Microsoft in 2016 changed the way it rolls out updates for Windows 7 and Windows 8.1, leaving many IT admins and users confused. Here's how to sort out what the company is doing.
By Gregg Keizer
Senior Reporter, Computerworld
It's been more than a year since Microsoft ended the decades-old practice of letting customers choose which patches they apply, and instead instituted a cumulative update maintenance model for Windows 7 and its shadow-of-a-sibling, Window 8.1.
And yet some users still don't grasp the new scheme.
"There are plenty of people who don't know which kind of update they should use," Chris Geottl, product manager with client security and management vendor Ivanti, said in a recent interview. "'Which one should I do? What non-security features are included in the monthly rollup? There's still some confusion."
No wonder there.
Microsoft asked for a lot last year. It asked enterprise IT administrators to upend ingrained patching practices. It asked them to make radical changes to how they maintain Windows 7 deep into its lifecycle, when there were just three years and change remaining before retirement, a phase most admins probably thought they'd be coasting as they prepped for Windows 10. It asked customers to absorb new terminology. And it changed the rules more than once after the new process debuted.
In return, users had questions - ans still do. The top query may seem among the simplest - what's the difference between the two types of Windows 7 updates now offered - but as Computerworld found out, appearances are deceiving.
What's in the security-only update? Just as the name implies, this update includes only security-related fixes, the kind that Microsoft has issued for 14 years on the second Tuesday of each month (aka "Patch Tuesday").
Just as important, though, is that the security-only update contains this month's fixes, and nothing more. (Again, that characteristic is what has defined Windows patches for years.)
What's in the monthly rollup? The Windows 7 and 8.1 monthly rollups include not only this month's security patches, but also all past security and non-security fixes, going back to at least October 2016, and possibly further. In other words, a monthly rollup is a superset of the month's security-only.

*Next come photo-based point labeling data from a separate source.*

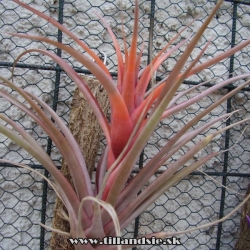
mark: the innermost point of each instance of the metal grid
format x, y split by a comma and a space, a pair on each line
26, 199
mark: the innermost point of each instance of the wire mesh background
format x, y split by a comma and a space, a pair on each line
25, 199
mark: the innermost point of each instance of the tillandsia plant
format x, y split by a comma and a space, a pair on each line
113, 203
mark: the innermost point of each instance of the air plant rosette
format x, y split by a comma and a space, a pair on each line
135, 111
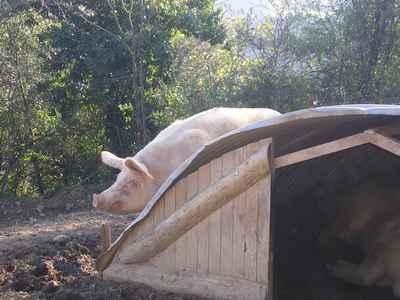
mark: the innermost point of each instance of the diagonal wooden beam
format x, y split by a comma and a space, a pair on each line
321, 150
197, 209
373, 137
384, 142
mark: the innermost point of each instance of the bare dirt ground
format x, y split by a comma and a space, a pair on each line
48, 249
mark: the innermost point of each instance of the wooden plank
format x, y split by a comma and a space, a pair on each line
191, 248
250, 255
228, 165
214, 228
181, 244
202, 228
263, 229
204, 285
323, 149
170, 253
105, 236
166, 259
239, 232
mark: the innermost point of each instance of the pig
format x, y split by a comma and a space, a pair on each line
141, 175
369, 217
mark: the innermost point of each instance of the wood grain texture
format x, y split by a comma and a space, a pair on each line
185, 282
196, 210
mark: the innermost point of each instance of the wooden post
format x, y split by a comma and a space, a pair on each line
197, 209
105, 236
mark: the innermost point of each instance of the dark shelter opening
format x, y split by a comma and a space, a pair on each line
304, 203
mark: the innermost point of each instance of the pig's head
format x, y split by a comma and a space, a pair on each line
132, 189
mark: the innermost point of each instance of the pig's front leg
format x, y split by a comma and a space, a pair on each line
367, 273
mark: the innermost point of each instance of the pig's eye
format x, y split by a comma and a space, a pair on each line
129, 185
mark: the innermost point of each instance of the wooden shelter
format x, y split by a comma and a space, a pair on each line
207, 231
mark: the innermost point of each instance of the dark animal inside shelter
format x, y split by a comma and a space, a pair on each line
303, 204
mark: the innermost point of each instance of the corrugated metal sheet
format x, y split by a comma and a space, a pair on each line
291, 132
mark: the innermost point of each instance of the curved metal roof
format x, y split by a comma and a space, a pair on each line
291, 132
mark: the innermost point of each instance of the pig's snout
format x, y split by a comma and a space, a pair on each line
97, 201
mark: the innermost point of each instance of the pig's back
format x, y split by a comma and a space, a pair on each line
181, 139
217, 121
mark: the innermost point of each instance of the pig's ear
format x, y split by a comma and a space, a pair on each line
112, 160
133, 164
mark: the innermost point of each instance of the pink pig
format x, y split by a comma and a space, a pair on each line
369, 216
142, 174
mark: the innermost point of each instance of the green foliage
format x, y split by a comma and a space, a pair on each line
80, 76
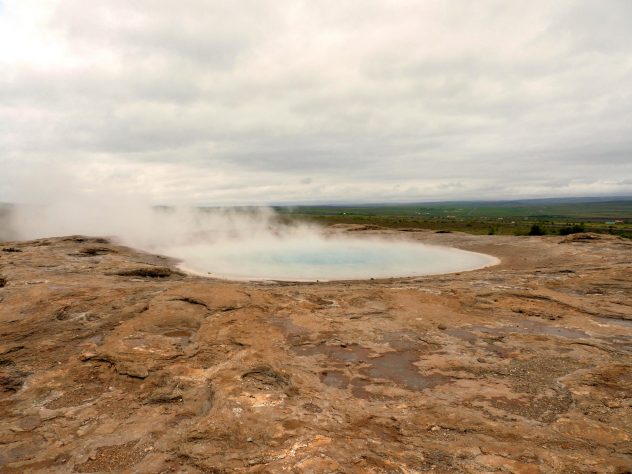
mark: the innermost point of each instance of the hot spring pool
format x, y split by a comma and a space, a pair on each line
311, 259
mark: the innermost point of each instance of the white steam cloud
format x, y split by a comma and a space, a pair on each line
245, 243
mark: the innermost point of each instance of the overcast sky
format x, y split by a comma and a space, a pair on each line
234, 102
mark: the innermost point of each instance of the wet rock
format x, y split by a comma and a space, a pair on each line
149, 272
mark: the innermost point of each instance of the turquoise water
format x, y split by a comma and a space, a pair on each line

Side note: "Rollup" is a term Microsoft has used for ages to label catch-up updates, those that bring a program or operating system up to current status by bundling all past fixes. (Usually from a specific point in time, say, the last major release, which in the past were called "service packs" and abbreviated to "SP" as in "SP1" to designate the first such collection.)
Microsoft has touted rollups as a customer convenience, because they allow a long-out-of-date PC to be made current with just one download and install, rather than being forced to retrieve scores, maybe hundreds, of individual updates. That's exactly how the company described what it dubbed the "Windows 7 SP1 convenience rollup" it issued in May 2016.
"Install this one update, and then you only need new updates released after April 2016," Microsoft said at the time of the convenience rollup, which preceded and presaged the monthly rollups announced three months later.